After the completion of initial soil remediation at Pier S, Accord Engineering was retained by the design firm and the general contractor to perform additional environmental assessment and soil remediation work during the course of Pier S terminal development. In 2004, Accord Engineering conducted a site-wide soil gas survey for future terminal facilities. Soil gas probes were installed using direct-push technology. Soil gas samples were collected and analyzed for methane, hydrogen sulfide, and volatile organic compounds. The sampling results were used to assess whether an impermeable gas barrier and/or active control would be required for the building footprint.

POLB awarded a contract to Ortiz Enterprise, Inc. in 2005 to construct the underground utilities and pave the site as part of the property development into a marine terminal. As a subcontractor, Accord Engineering was responsible for the excavation, removal, and disposal of bug-farm material and treated soils that were buried within the areas for new storm drain, electrical, and utility systems. The primary chemicals of concern in the bug-farm material and treated soil included semi volatile organic compounds, polynuclear aromatic hydrocarbons, and Title 22 metals.

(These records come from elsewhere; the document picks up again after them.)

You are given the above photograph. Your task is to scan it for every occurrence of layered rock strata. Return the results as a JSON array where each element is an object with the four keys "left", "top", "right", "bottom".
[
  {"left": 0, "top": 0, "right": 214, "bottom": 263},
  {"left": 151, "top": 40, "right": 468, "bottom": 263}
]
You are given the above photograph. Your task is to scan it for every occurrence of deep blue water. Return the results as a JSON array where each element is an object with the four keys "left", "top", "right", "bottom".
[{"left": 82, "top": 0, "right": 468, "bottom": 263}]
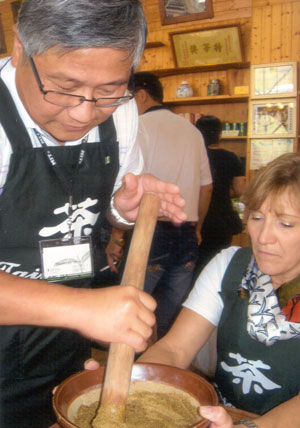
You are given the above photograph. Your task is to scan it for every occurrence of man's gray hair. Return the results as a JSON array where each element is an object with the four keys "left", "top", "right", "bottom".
[{"left": 17, "top": 0, "right": 147, "bottom": 66}]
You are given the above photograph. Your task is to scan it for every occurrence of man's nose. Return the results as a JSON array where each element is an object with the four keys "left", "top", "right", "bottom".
[{"left": 68, "top": 101, "right": 100, "bottom": 124}]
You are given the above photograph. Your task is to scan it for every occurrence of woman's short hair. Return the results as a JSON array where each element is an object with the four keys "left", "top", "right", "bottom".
[
  {"left": 241, "top": 153, "right": 300, "bottom": 216},
  {"left": 129, "top": 71, "right": 164, "bottom": 103},
  {"left": 17, "top": 0, "right": 147, "bottom": 66},
  {"left": 195, "top": 116, "right": 222, "bottom": 147}
]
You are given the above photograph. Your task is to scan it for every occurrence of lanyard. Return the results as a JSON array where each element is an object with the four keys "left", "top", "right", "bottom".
[{"left": 34, "top": 129, "right": 87, "bottom": 239}]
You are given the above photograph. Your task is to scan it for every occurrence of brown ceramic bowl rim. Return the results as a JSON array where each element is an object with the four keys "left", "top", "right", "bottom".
[{"left": 52, "top": 363, "right": 218, "bottom": 428}]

A total of 19,800 tons, or approximately 12,000 cubic yards, of material was excavated, removed, and transported off site for disposal. The bug-farm material and contaminated soils were previously stabilized with Portland cement before being buried and were relatively hardened. These materials were excavated and transferred to a temporary stockpile within 50 feet of the excavation. Confirmation samples were collected from the sidewalls and bottoms of excavations and from each stockpile of excavated material. The excavated material was transported either to Kettleman Hills Facility in Kettleman City, California for disposal if the material was RCRA hazardous or to the Bradley Landfill in Sun Valley, California, if non-hazardous. Air monitoring was conducted in accordance with the site-specific permit per SCAQMD Rule 1166 during the excavation and backfill activities.

After contract completion, Accord Engineering provided litigation support for a legal dispute between the prime contractor and POLB. Accord Engineering provided all contract files, including field daily logs, in order to support the trial. Accord Engineering was able to provide complete files within 2 days due to our well-organized archival system.